基於政策推理軌跡的語言模型政策合規性評估擴展
Scaling Policy Compliance Assessment in Language Models with Policy Reasoning Traces
September 27, 2025
作者: Joseph Marvin Imperial, Harish Tayyar Madabushi
cs.AI
摘要
政策合規性評估是一項基礎性任務,旨在評估輸入案例是否嚴格遵循一系列人為定義的規則,這些規則更廣泛地被稱為政策。在實踐中,人類專家遵循系統化、逐步的過程來識別違反政策中具體規定的行為。然而,獲取此類黃金標準、專家級推理過程的文檔成本高昂。本文介紹了政策推理軌跡(Policy Reasoning Traces, PRT),這是一種專門生成的推理鏈,作為推理橋樑,以提升大型語言模型(LLM)的政策合規性評估能力。我們的實證評估表明,無論是在推理階段還是訓練階段使用PRT,均能顯著提升開源權重模型和商業模型的性能,為HIPAA和GDPR政策設定了新的技術前沿。除了準確性的提升,我們還強調了PRT如何增強LLM準確引用政策條款的能力,以及通過其高利用率從原始思維鏈中影響合規決策。
English
Policy compliance assessment is a fundamental task of evaluating whether an
input case strictly complies with a set of human-defined rules, more generally
known as policies. In practice, human experts follow a systematic, step-by-step
process to identify violations with respect to specific stipulations outlined
in the policy.
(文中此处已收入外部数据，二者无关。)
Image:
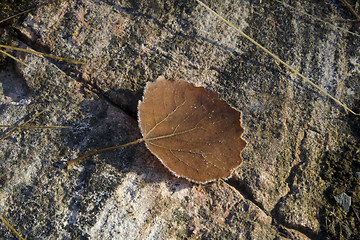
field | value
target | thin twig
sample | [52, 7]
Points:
[11, 227]
[322, 91]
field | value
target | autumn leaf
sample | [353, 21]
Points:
[194, 134]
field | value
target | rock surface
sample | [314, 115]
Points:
[302, 150]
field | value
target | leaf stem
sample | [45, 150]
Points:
[70, 163]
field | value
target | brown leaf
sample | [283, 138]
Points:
[193, 133]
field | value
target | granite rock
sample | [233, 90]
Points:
[279, 192]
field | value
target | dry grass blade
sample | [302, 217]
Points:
[16, 15]
[11, 56]
[72, 162]
[11, 227]
[42, 54]
[306, 80]
[23, 126]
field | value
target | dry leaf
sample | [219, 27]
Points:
[194, 133]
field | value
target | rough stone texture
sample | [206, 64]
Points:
[302, 148]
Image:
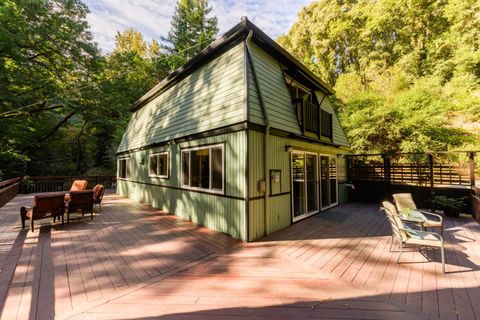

However, such documentation of gold-standard, expert-level
reasoning processes is costly to acquire. In this paper, we introduce Policy
Reasoning Traces (PRT), a form of specialized generated reasoning chains that
serve as a reasoning bridge to improve an LLM's policy compliance assessment
capabilities. Our empirical evaluations demonstrate that the use of PRTs for
both inference-time and training-time scenarios significantly enhances the
performance of open-weight and commercial models, setting a new
state-of-the-art for HIPAA and GDPR policies. Beyond accuracy gains, we also
highlight how PRTs can improve an LLM's ability to accurately cite policy
clauses, as well as influence compliance decisions through their high
utilization from the raw chains of thought.